To investigate the remission rate of infliximab combined with a plant-based diet as first-line (IPF) therapy for CD.
This was a prospective single-group trial conducted at tertiary hospitals. Subjects included consecutive adults with a new diagnosis (n = 26), children with a new diagnosis (n = 11), and relapsing adults (n = 9) with CD who were naïve to treatment with biologics. Patients were admitted and administered a standard induction therapy with infliximab (5 mg/kg; 3 infusions at 0, 2, and 6 weeks). Additionally, they received a lacto-ovo-semivegetarian diet. The primary end point was remission, defined as the disappearance of active CD symptoms at week 6. Secondary end points were Crohn Disease Activity Index (CDAI) score, C-reactive protein (CRP) concentration, and mucosal healing.
Two adults with a new diagnosis were withdrawn from the treatment protocol because of intestinal obstruction. The remission rates by the intention-to-treat and per-protocol analyses were 96% (44/46) and 100% (44/44), respectively. Mean CDAI score (314) on admission decreased to 63 at week 6 (p < 0.0001). Mean CRP level on admission (5.3 mg/dL) decreased to 0.2 (p < 0.0001). Mucosal healing was achieved in 46% (19/41) of cases.

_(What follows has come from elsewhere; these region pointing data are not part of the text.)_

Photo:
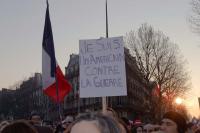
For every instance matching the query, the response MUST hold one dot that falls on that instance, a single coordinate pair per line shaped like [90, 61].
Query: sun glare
[179, 100]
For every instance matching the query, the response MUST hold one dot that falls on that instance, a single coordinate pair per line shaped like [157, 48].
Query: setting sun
[179, 100]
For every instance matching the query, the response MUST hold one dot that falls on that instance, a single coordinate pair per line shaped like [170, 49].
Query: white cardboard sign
[102, 67]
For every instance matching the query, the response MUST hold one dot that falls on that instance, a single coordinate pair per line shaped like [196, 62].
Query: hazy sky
[22, 23]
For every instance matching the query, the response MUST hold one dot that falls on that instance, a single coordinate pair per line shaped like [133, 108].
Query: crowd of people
[96, 122]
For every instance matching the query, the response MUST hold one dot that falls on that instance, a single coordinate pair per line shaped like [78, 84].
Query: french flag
[54, 83]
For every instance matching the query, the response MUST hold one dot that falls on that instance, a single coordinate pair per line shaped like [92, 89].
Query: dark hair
[20, 126]
[178, 119]
[104, 123]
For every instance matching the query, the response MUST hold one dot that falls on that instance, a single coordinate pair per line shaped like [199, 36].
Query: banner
[102, 67]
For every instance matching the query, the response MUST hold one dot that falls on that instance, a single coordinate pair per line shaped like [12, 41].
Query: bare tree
[159, 60]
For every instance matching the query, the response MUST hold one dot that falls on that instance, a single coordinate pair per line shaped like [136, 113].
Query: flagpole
[57, 90]
[104, 100]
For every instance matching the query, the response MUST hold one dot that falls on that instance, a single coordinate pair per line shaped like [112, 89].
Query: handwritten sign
[102, 67]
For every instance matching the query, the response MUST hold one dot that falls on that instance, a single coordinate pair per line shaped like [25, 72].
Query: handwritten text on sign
[102, 67]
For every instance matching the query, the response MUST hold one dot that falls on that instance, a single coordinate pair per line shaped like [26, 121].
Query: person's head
[173, 122]
[67, 121]
[95, 123]
[19, 127]
[123, 126]
[139, 129]
[111, 113]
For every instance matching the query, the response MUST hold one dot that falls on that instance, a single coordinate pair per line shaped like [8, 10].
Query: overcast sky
[22, 23]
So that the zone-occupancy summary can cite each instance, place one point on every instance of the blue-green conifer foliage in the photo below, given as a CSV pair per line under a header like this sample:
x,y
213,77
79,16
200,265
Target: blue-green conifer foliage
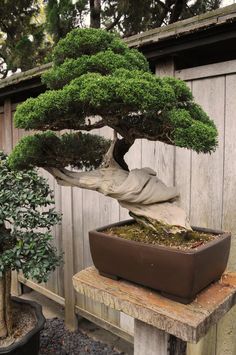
x,y
95,74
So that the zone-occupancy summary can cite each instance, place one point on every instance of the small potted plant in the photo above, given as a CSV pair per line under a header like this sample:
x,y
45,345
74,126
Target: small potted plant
x,y
97,81
26,216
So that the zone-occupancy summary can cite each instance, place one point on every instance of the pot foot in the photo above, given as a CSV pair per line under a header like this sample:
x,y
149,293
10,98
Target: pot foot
x,y
113,277
178,299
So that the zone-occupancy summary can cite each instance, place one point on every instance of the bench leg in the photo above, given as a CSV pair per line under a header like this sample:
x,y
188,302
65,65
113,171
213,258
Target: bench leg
x,y
149,340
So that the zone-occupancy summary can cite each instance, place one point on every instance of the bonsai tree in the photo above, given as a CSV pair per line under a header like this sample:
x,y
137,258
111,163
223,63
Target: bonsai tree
x,y
97,81
26,206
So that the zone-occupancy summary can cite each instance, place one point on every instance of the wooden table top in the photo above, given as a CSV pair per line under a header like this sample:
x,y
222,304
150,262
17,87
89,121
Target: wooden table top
x,y
187,322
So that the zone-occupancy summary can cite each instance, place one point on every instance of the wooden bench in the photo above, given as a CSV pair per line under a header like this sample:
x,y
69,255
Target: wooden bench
x,y
160,322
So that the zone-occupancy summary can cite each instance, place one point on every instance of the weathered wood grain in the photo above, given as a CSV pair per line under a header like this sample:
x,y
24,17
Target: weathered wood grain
x,y
187,322
149,340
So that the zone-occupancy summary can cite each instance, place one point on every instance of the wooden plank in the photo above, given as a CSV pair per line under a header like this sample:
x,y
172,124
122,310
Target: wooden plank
x,y
187,322
82,312
183,161
226,328
207,71
7,116
207,170
103,323
67,233
149,340
42,290
127,323
206,345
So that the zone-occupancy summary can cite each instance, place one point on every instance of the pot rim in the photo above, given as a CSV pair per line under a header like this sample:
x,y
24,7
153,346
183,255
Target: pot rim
x,y
223,235
37,328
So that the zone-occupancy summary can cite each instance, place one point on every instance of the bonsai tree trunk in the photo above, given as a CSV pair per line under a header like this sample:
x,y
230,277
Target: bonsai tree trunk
x,y
148,199
5,305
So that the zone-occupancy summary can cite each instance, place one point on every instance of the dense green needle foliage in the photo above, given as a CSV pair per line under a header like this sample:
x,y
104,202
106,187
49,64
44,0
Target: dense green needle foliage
x,y
26,205
96,74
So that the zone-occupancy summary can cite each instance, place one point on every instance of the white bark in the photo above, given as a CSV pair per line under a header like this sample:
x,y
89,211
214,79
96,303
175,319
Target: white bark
x,y
140,191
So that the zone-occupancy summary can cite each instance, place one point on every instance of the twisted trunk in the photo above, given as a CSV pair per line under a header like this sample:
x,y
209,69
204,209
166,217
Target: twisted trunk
x,y
140,190
5,305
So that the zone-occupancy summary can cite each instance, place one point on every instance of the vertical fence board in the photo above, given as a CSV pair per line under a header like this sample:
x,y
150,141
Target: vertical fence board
x,y
67,233
226,328
207,180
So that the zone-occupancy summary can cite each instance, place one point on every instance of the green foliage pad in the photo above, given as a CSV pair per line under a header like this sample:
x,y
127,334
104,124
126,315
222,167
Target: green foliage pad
x,y
26,204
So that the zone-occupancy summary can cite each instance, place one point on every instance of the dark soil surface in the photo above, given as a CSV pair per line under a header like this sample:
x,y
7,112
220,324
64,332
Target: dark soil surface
x,y
56,340
184,240
24,321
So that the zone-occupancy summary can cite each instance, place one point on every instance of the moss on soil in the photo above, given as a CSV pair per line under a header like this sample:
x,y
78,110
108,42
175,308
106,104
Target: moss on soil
x,y
182,240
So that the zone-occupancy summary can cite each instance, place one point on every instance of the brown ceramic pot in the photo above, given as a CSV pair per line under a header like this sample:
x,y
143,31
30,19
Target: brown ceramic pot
x,y
177,274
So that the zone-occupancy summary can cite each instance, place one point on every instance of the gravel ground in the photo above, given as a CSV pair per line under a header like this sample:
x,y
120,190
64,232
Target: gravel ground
x,y
56,340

IPF therapy can induce remission in most patients with CD who are naïve to biologics regardless of age or whether they have a new diagnosis or relapse.
约30%的克罗恩病(CD)患者对生物制剂无反应。既往尚无研究聚焦于CD治疗诱导期的植物性饮食。
探讨英夫利昔单抗联合植物性饮食作为CD一线(IPF)治疗的缓解率。
这是一项在三级医院进行的前瞻性单组试验。研究对象包括新诊断的成年患者(n = 26)、新诊断的儿童患者(n = 11)以及初治的复发成年患者(n = 9)。患者入院后接受英夫利昔单抗标准诱导治疗(5 mg/kg;在第0、2和6周各输注1次)。此外,他们还接受了蛋奶素饮食。主要终点为缓解,定义为第6周时活动性CD症状消失。次要终点为克罗恩病活动指数(CDAI)评分、C反应蛋白(CRP)浓度和黏膜愈合。
2例新诊断的成年患者因肠梗阻退出治疗方案。意向性分析和符合方案分析的缓解率分别为96%(44/46)和100%(44/44)。入院时平均CDAI评分(314)在第6周降至63(p < 0.0001)。入院时平均CRP水平(5.3 mg/dL)降至0.2(p < 0.0001)。46%(19/41)的病例实现了黏膜愈合。
IPF治疗可使大多数初治的CD患者诱导缓解,无论其年龄、是新诊断还是复发。